Освоившись окончательно, но, все так же продолжая обращаться ко мне на «вы» и по имени-отчеству, Оксана отправилась в душ; вволю намывшись, одолжила мой халат и устроилась с ногами в кресле, зажатым меж платяным и книжными шкафам, как раз напротив кровати. Она с интересом разглядывала комнату и меня, рассказывающего ей о только что законченной повести, писателя в обыденном окружении. Потом я позвал ее на кухню пить чай. От ужина Оксана отказалась, мне же есть в ее присутствии казалось не очень пристойным. Но девушка настояла. И продолжала с интересом наблюдать за мной.
Когда я поел и выпил с ней чаю и закончил прерванный рассказ, она спросила:
– Еще будете? – демонстративно раздвинув полы халата. Поскольку я не ответил, а за меня ответило мое лицо, она пожала плечами и, промолвив «как хотите», прошла в ванную. Возвращаясь с кухни, я заглянул в полуоткрытую дверь: Оксана красила ногти и при этом мурлыкала себе что-то под нос.
Когда она вернулась в комнату, то прямиком подошла к столу, вновь полистав рукопись «Автографа», вновь оглядела полки, нашла среди классиков знакомое имя, просмотрела книги и заметила, что у нее «почти все из вашего есть».

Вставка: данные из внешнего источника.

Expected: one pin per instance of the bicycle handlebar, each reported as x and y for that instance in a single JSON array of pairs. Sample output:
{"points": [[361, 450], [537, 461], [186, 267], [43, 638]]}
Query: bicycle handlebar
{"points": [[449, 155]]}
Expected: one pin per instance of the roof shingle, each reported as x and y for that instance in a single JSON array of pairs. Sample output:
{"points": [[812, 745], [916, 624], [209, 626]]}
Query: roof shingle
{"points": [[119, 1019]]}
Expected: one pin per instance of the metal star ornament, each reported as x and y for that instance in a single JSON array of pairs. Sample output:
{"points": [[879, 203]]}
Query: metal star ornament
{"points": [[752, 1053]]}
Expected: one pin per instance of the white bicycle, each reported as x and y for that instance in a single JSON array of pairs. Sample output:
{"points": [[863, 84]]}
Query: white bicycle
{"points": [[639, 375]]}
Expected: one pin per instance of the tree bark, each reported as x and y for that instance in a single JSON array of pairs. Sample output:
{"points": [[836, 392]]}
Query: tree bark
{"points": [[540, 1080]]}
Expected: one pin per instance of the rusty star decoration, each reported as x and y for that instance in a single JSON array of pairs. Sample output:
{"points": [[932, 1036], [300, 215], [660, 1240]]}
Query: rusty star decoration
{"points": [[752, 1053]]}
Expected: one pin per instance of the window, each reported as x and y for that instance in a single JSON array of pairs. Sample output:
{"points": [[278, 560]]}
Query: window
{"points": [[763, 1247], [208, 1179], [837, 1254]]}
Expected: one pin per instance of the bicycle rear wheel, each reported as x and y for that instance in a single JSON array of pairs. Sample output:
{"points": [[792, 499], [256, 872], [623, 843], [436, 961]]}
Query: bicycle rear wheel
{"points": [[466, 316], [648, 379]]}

– Жаль, мало у вас книг, Марк Анатольевич, – заметила в завершении осмотра Оксана. – Очень жаль.
– Быстро писать не умею, – не знаю, зачем я начал оправдываться. Да и потом… с этой будет на одну больше. К тому же у меня в загашнике несколько рассказов есть, правда у издателей до них руки вот уже сколько не доходили.
Зачем-то подняв крышку стола, я вытащил оттуда полукилограммовую пачку давно уже отпечатанных рукописей толщиной в добрый вершок: дюжины две рассказов, написанных за последний десяток лет и по той или иной причине отклоненных издательствами и редакторами журналов. Оксана просмотрела и эту папку с тем же сдержанным интересом. Не знаю, что я хотел сказать, продемонстрировав ей свои поражения.